Texas House Committee moves to impeach Attorney General Ken Paxton

A Texas House of Representatives committee adopted a 20 article article of impeachment against Attorney General Ken Paxton on Thursday.

The House Public Inquiry Committee’s decision comes a day after the committee heard from investigators who were shown a long list of Paxton’s alleged illegal actions aimed at protecting a political donor.

“After some time for your review and reflections, I intend to call upon a resolution adopting the Articles of Impeachment,” House Speaker Andrew Elmer, R-Junction, told members of the House Thursday night.

It is unclear when the full House of Representatives will vote on the impeachment resolution. The last day of the legislative session is Monday.

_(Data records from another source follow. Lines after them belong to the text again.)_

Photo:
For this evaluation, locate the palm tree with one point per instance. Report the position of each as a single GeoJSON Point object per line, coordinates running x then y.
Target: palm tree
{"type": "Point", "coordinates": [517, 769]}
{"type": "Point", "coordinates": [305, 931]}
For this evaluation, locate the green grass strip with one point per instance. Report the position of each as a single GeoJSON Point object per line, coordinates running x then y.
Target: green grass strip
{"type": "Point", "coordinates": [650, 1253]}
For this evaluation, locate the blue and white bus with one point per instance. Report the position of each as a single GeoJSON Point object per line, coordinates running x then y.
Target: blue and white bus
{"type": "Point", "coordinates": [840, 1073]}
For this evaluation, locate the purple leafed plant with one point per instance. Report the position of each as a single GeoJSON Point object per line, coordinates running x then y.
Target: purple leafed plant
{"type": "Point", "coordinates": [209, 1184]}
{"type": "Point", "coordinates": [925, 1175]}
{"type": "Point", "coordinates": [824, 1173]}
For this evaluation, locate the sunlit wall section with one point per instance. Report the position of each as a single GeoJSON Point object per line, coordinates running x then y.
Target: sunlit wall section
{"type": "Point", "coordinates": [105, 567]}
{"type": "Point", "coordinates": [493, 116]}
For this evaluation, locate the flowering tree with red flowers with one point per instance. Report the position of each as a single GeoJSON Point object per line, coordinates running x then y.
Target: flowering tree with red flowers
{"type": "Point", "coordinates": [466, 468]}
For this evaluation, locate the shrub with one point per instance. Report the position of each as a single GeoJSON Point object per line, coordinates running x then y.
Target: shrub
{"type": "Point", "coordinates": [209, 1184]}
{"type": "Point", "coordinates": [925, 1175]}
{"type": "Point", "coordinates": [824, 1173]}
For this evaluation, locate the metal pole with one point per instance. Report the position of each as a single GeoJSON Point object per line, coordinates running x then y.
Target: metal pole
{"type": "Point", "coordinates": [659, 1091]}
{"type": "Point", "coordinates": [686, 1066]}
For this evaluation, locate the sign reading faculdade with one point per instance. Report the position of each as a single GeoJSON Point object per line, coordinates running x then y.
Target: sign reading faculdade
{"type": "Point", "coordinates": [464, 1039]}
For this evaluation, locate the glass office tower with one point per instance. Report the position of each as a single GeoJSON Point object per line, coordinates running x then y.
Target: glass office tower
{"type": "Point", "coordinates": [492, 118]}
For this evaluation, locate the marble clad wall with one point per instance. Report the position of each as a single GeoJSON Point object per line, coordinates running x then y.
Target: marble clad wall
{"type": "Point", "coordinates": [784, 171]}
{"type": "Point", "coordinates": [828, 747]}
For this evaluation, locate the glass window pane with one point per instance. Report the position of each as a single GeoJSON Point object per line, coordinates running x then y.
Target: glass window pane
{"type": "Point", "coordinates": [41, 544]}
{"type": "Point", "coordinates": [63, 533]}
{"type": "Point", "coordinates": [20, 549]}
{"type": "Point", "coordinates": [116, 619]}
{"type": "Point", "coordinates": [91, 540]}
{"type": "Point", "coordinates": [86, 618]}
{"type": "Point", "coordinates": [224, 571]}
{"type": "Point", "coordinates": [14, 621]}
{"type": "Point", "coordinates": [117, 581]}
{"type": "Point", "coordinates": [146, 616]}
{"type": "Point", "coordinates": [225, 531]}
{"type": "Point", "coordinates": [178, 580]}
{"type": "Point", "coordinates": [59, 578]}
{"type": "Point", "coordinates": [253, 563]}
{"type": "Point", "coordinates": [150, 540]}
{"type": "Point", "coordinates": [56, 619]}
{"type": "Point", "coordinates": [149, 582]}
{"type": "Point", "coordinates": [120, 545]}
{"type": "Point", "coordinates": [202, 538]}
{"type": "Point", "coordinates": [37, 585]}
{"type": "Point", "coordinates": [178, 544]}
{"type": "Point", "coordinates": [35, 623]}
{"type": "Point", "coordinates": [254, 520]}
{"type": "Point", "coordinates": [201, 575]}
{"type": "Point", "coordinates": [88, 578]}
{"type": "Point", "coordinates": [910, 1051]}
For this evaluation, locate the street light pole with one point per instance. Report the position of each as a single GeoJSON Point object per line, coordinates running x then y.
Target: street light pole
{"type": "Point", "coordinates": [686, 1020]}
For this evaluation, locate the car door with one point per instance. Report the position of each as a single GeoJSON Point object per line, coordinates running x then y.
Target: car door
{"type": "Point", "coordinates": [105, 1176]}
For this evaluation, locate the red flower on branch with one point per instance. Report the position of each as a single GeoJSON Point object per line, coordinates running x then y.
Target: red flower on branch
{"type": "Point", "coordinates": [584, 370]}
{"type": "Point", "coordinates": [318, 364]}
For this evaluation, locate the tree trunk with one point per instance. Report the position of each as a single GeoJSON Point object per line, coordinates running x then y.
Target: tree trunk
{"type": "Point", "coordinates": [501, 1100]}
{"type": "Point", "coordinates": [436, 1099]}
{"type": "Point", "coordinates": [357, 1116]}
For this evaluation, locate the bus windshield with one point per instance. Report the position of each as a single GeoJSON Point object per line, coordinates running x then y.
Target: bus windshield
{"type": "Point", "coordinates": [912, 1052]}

If the House votes to remove the plaintiff, the Republican attorney general will be suspended from his role pending action from the Texas Senate.

the Dismissal articles They include disregard for official duty, misuse of public resources, constitutional bribery, and obstruction of justice.

The committee’s decision to move to impeach comes after four House-appointed investigators revealed Wednesday that they had uncovered evidence of multiple violations of the law and Paxton’s oath of office, including abuse of official capacity, misuse of official information, retaliation and official oppression.

Many of the allegations were previously known, but Wednesday marked the first time they were discussed publicly and in such detail.

Paxton has strongly denied the allegations.

In a statement posted to his Twitter account Thursday, Paxton said the Texas House was trying to “overturn” his 2022 re-election results.

He also criticized the investigation, saying that “the process provided no opportunity for rebuttal or due process.”

The committee’s decision comes as part of a months-long investigation into Paxton’s settlement of a lawsuit brought by four employees-turned-whistleblowers who were fired in 2020 after filing and reporting charges about Republican crimes.

Most of the alleged illegal actions involved Austin real estate investor Nate Paul, who made a $25,000 contribution to Paxton’s campaign. The FBI was investigating Paul and investigators say Paxton tried to use his office to interfere with the investigation.

Paxton also hired an outside attorney—ignoring agency protocols—to file Investigators said it was a grand jury subpoena to aid Paul in his fight against the federal government.

State Rep. Terry Canales, D-Edinburgh, told the Texas Newsroom that there is enough evidence to impeach Paxton.

“I will tell you that after hearing the amount of evidence they heard, we would be negligent in our duty not to do so,” said Canales, who attended the hearing.

But Paxton’s allies defended him.

Before Thursday’s hearing, Paxton’s head of public litigation, Chris Hilton, told reporters that the investigation was “unlawful.”

“Any discussion of impeachment is strictly prohibited under Texas law,” Hilton said. “Any proposed impeachment can only relate to conduct since the last election — voters have spoken, and they want Ken Paxton.”

But Texas law only says that government officials cannot be prosecuted “for acts committed prior to an election to office,” and it’s not specific about which election applies.

Hilton appeared at the committee hearing and unsuccessfully attempted to register to testify.

According to House rules, no public or proxy testimony may be taken during an official meeting.

In an interview with reporters, Hilton accused the commission of not inviting the Attorney General’s Office to participate in the investigation.

When asked by reporters about Paxton’s whereabouts, Hilton said, “I’m not going to speak for the attorney general… I’m not going to talk about his personal whereabouts.”

Hilton abruptly left shortly thereafter. Reporters were prevented from following Hilton by a man in plain clothes.

During a Facebook live broadcast, Rep. Steve Toth, R-Woodlands Republican, also called the impeachment move “illegal” and noted that it was a political move supported by members of the GOP.

“We shouldn’t be dodging right now, we shouldn’t be fighting each other now, we shouldn’t be doing in the Texas House what the Democrats failed to do in the voting booth,” Toth said.